These days, it must be hard to shrug off the temptation to look up videos showing how to solve these things after a few minutes of inaction. You could find walkthroughs for Myst and Riven online even while Seinfeld was still on the air, but in this age of Twitch streaming and "let's play" videos on YouTube, Obduction suffers the risk of having its challenges spoiled through its very fandom. There may still be some satisfaction from playing it if you play Obduction after seeing someone else play parts of it first, but Miller believes it'd be greatly diminished. "You know, I hate that. I think it misses the point," he says. "It's like beaming yourself down into the Grand Canyon. If you're at the top and you beam yourself to the bottom, you kind of missed a really amazing journey that you would've had otherwise."

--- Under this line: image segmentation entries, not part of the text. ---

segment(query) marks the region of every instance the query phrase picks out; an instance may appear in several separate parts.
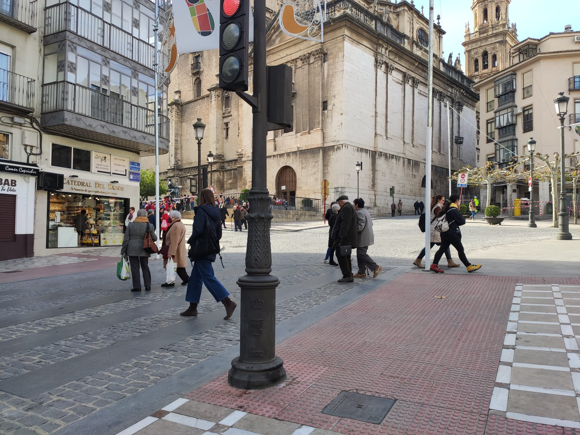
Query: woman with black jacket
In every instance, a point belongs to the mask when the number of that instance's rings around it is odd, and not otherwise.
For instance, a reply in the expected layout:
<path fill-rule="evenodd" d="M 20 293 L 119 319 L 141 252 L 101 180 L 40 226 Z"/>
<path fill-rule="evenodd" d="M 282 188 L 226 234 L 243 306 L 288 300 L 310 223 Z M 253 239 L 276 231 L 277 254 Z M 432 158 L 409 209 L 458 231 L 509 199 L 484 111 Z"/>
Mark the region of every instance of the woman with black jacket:
<path fill-rule="evenodd" d="M 461 200 L 459 195 L 454 193 L 449 197 L 449 203 L 443 207 L 443 209 L 439 213 L 440 219 L 445 216 L 449 224 L 449 230 L 441 233 L 441 246 L 439 250 L 435 254 L 433 258 L 433 263 L 429 268 L 434 272 L 437 273 L 443 273 L 443 270 L 439 269 L 439 260 L 441 260 L 441 256 L 445 253 L 446 249 L 449 246 L 453 246 L 457 249 L 457 253 L 459 255 L 459 260 L 463 263 L 467 269 L 468 272 L 474 272 L 481 267 L 481 264 L 472 264 L 465 256 L 465 252 L 463 249 L 463 245 L 461 243 L 461 231 L 459 227 L 465 224 L 465 219 L 459 212 L 459 206 L 461 205 Z M 437 224 L 439 223 L 437 220 Z M 436 225 L 437 226 L 437 225 Z"/>

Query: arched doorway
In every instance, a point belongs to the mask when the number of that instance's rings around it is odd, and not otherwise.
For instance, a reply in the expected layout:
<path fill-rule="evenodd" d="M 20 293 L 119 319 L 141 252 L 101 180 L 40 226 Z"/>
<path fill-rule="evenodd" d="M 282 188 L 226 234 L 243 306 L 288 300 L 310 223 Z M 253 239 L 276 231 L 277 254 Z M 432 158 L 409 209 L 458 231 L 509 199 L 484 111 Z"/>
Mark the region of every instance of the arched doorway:
<path fill-rule="evenodd" d="M 276 176 L 276 195 L 283 197 L 288 205 L 296 205 L 296 172 L 289 166 L 282 166 Z"/>

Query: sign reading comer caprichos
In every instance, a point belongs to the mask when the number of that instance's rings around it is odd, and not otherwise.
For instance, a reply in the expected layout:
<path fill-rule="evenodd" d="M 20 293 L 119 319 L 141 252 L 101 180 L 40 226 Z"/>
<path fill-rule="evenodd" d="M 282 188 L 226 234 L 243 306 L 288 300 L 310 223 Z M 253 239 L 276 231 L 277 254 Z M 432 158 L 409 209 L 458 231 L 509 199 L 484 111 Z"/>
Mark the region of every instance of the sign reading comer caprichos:
<path fill-rule="evenodd" d="M 73 192 L 117 195 L 116 191 L 125 191 L 125 186 L 117 186 L 113 183 L 99 183 L 98 182 L 85 182 L 67 179 L 65 182 L 64 185 L 70 186 L 70 190 Z"/>

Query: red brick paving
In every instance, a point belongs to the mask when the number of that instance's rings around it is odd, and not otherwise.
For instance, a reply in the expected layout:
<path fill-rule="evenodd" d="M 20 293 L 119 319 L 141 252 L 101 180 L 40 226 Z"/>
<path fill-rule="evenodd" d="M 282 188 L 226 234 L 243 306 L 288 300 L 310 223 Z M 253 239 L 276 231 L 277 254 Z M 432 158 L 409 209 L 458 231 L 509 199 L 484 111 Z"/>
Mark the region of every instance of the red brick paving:
<path fill-rule="evenodd" d="M 407 274 L 280 343 L 284 386 L 237 390 L 224 374 L 184 397 L 352 435 L 579 434 L 489 415 L 519 282 L 580 278 Z M 342 390 L 397 402 L 380 425 L 322 414 Z"/>

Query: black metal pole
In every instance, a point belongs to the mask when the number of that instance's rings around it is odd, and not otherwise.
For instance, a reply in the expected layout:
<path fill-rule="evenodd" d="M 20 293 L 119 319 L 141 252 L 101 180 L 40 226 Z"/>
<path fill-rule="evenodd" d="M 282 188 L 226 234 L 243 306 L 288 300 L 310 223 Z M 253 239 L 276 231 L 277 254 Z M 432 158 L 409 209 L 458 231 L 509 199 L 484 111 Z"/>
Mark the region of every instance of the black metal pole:
<path fill-rule="evenodd" d="M 246 275 L 238 280 L 241 289 L 240 356 L 231 361 L 230 385 L 253 390 L 273 385 L 286 378 L 282 358 L 276 354 L 276 287 L 278 278 L 270 274 L 270 242 L 267 188 L 266 137 L 267 87 L 266 68 L 266 0 L 254 1 L 253 109 L 252 137 L 252 212 L 248 219 Z"/>
<path fill-rule="evenodd" d="M 564 117 L 560 118 L 560 211 L 558 213 L 558 233 L 556 240 L 571 240 L 572 234 L 568 227 L 568 216 L 566 211 L 566 163 L 564 158 Z"/>
<path fill-rule="evenodd" d="M 530 228 L 537 228 L 535 212 L 534 211 L 534 151 L 530 152 L 530 176 L 532 179 L 532 185 L 530 187 L 530 213 L 528 213 L 528 226 Z"/>
<path fill-rule="evenodd" d="M 197 140 L 197 198 L 199 204 L 200 194 L 202 190 L 201 186 L 201 139 Z"/>

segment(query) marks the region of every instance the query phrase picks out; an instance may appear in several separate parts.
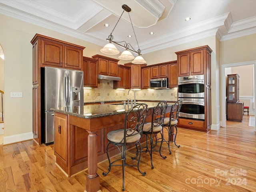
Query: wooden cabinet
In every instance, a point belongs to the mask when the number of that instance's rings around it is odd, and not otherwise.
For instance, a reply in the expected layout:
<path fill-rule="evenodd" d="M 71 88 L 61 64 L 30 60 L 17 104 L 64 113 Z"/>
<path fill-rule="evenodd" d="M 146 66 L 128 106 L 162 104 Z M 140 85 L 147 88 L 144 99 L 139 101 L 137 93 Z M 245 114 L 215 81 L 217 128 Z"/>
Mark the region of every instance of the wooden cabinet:
<path fill-rule="evenodd" d="M 167 64 L 158 64 L 150 67 L 150 79 L 168 77 L 168 68 Z"/>
<path fill-rule="evenodd" d="M 141 88 L 149 89 L 150 88 L 150 68 L 142 67 L 141 68 Z"/>
<path fill-rule="evenodd" d="M 98 60 L 89 57 L 83 58 L 84 86 L 86 87 L 98 87 Z"/>
<path fill-rule="evenodd" d="M 212 51 L 208 46 L 176 52 L 179 76 L 206 74 L 207 54 Z"/>
<path fill-rule="evenodd" d="M 42 63 L 45 66 L 82 70 L 83 50 L 54 40 L 42 39 Z"/>
<path fill-rule="evenodd" d="M 92 57 L 98 60 L 98 74 L 118 76 L 118 63 L 119 60 L 100 55 L 96 55 Z"/>
<path fill-rule="evenodd" d="M 169 88 L 178 86 L 177 61 L 155 64 L 141 69 L 142 88 L 150 88 L 150 80 L 168 78 Z"/>
<path fill-rule="evenodd" d="M 58 164 L 68 165 L 68 116 L 54 113 L 54 154 L 60 160 Z"/>
<path fill-rule="evenodd" d="M 176 52 L 178 76 L 204 75 L 204 120 L 180 118 L 180 127 L 207 132 L 211 129 L 211 53 L 207 45 Z"/>
<path fill-rule="evenodd" d="M 168 80 L 169 88 L 178 87 L 178 66 L 177 61 L 173 61 L 168 64 L 169 75 Z"/>
<path fill-rule="evenodd" d="M 130 68 L 122 65 L 118 65 L 118 77 L 121 80 L 114 81 L 113 87 L 114 89 L 130 89 L 131 86 Z"/>
<path fill-rule="evenodd" d="M 36 34 L 33 45 L 33 138 L 41 144 L 41 68 L 46 66 L 82 70 L 85 47 Z"/>
<path fill-rule="evenodd" d="M 41 122 L 41 116 L 38 112 L 40 108 L 38 101 L 40 100 L 40 94 L 38 90 L 38 84 L 36 84 L 33 86 L 33 134 L 34 137 L 37 139 L 36 141 L 41 142 L 41 137 L 38 136 L 41 135 L 41 129 L 40 128 Z"/>
<path fill-rule="evenodd" d="M 130 67 L 131 88 L 141 89 L 141 68 L 146 64 L 134 64 L 131 62 L 125 64 L 124 65 Z"/>
<path fill-rule="evenodd" d="M 244 102 L 227 103 L 227 120 L 242 122 L 244 116 Z"/>
<path fill-rule="evenodd" d="M 236 103 L 239 100 L 239 76 L 238 74 L 228 75 L 227 102 Z"/>

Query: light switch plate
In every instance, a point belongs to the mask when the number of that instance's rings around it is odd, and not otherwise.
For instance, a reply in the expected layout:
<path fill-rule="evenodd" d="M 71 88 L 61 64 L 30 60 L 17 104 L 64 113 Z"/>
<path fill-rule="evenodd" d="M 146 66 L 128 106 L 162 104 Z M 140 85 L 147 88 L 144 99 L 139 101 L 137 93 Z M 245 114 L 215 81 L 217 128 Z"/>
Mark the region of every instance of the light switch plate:
<path fill-rule="evenodd" d="M 23 96 L 22 92 L 11 92 L 11 97 L 22 97 Z"/>

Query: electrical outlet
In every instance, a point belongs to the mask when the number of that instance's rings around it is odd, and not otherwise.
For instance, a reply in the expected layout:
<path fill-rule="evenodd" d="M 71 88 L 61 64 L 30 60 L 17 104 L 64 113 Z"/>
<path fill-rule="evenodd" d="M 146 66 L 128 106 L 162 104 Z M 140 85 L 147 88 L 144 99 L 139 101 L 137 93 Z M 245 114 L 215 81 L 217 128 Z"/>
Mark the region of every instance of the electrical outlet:
<path fill-rule="evenodd" d="M 11 92 L 11 97 L 22 97 L 22 92 Z"/>

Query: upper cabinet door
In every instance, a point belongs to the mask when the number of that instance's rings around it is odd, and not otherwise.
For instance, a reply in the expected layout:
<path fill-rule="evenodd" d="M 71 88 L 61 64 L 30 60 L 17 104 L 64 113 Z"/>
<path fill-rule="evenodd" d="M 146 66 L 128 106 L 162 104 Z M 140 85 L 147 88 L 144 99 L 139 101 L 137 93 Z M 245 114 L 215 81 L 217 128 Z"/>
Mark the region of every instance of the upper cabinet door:
<path fill-rule="evenodd" d="M 189 53 L 177 55 L 179 67 L 179 76 L 189 75 Z"/>
<path fill-rule="evenodd" d="M 65 68 L 80 70 L 82 61 L 82 50 L 71 46 L 65 46 Z"/>
<path fill-rule="evenodd" d="M 168 68 L 167 64 L 161 65 L 158 66 L 158 78 L 168 77 Z"/>
<path fill-rule="evenodd" d="M 204 74 L 203 50 L 192 52 L 190 75 Z"/>
<path fill-rule="evenodd" d="M 158 66 L 150 67 L 150 79 L 156 79 L 158 77 Z"/>
<path fill-rule="evenodd" d="M 178 87 L 178 66 L 177 63 L 169 64 L 169 88 Z"/>
<path fill-rule="evenodd" d="M 117 62 L 109 61 L 109 73 L 108 75 L 117 77 L 118 75 L 118 67 Z"/>
<path fill-rule="evenodd" d="M 98 58 L 99 74 L 108 75 L 108 60 L 102 58 Z"/>
<path fill-rule="evenodd" d="M 42 64 L 58 67 L 64 66 L 64 46 L 59 43 L 42 40 Z"/>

And the journey is amazing this time around, even if it's a little technically demanding. Miller and his friends at Cyan give us a beautiful, realistic world in Obduction, but my PC with 16GB of RAM and an Nvidia GeForce GTX 980 graphics card sometimes struggled to keep up with rapid shifts in perspective. That's almost always been a hallmark of the series, though. Myst IV, which I found so life-changing, caused a bit of a stir in 2004 on account of its then-boggling installation size of 7GB.

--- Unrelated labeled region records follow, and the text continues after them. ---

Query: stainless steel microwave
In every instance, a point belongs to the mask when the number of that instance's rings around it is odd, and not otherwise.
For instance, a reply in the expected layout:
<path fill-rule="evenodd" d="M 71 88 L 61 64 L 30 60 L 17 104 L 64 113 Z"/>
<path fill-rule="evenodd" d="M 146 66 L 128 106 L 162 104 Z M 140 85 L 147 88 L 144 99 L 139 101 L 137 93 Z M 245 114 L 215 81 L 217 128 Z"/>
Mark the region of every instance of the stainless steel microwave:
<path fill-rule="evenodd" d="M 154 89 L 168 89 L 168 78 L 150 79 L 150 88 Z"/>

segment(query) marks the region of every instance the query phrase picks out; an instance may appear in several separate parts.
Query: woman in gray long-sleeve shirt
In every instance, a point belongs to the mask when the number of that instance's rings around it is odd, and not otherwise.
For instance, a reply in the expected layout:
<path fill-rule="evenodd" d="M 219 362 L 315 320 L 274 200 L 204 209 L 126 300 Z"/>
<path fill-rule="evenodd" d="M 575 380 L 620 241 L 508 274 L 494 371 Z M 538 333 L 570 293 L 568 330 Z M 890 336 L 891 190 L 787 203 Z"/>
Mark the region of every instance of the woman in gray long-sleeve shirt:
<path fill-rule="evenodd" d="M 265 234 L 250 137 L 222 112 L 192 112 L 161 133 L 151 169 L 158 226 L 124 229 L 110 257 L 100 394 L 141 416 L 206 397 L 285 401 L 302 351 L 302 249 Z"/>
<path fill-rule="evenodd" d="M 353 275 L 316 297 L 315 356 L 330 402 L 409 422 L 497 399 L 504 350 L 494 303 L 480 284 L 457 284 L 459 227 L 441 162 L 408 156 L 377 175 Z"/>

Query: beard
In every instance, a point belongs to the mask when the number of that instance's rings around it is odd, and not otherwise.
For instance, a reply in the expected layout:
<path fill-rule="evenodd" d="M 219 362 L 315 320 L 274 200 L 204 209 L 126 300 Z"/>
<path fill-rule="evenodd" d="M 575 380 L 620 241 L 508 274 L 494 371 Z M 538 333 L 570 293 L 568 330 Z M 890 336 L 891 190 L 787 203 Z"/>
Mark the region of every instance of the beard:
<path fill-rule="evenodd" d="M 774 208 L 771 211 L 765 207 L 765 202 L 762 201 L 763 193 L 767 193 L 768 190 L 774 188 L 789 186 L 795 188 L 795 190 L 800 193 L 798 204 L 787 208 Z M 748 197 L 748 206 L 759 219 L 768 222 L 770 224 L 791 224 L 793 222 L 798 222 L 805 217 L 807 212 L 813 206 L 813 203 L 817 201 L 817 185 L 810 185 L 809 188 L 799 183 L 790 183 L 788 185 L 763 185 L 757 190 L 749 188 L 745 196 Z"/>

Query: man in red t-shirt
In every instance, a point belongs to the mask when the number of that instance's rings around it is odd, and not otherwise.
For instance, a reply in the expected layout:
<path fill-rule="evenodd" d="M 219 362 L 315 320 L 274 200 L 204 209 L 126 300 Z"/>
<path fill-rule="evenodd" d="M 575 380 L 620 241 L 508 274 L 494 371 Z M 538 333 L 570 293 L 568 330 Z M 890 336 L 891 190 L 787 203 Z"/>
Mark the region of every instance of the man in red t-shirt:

This doesn't seem to bother Miller. He's practically planned it, in fact, in part because of the ability to play Obduction in virtual reality on the Oculus Rift. "Frankly, we want to use the technology to make this world seem real, which is all we've ever wanted to do," Miller says. "We want this place to become your world. If people said that about Myst, I hope they say it about Obduction on the desktop and I think in VR it feels even more so."

That world has been Miller's for years now, and now it's ours. Framerate drops aside, it's a worthy successor. But what about Miller? What does he plan on doing with all this newfound time?

"Well, actually, I can't wait to be done with this so I can jump in and give The Witness a shot," Miller says. "It's been frustrating not being able to do that."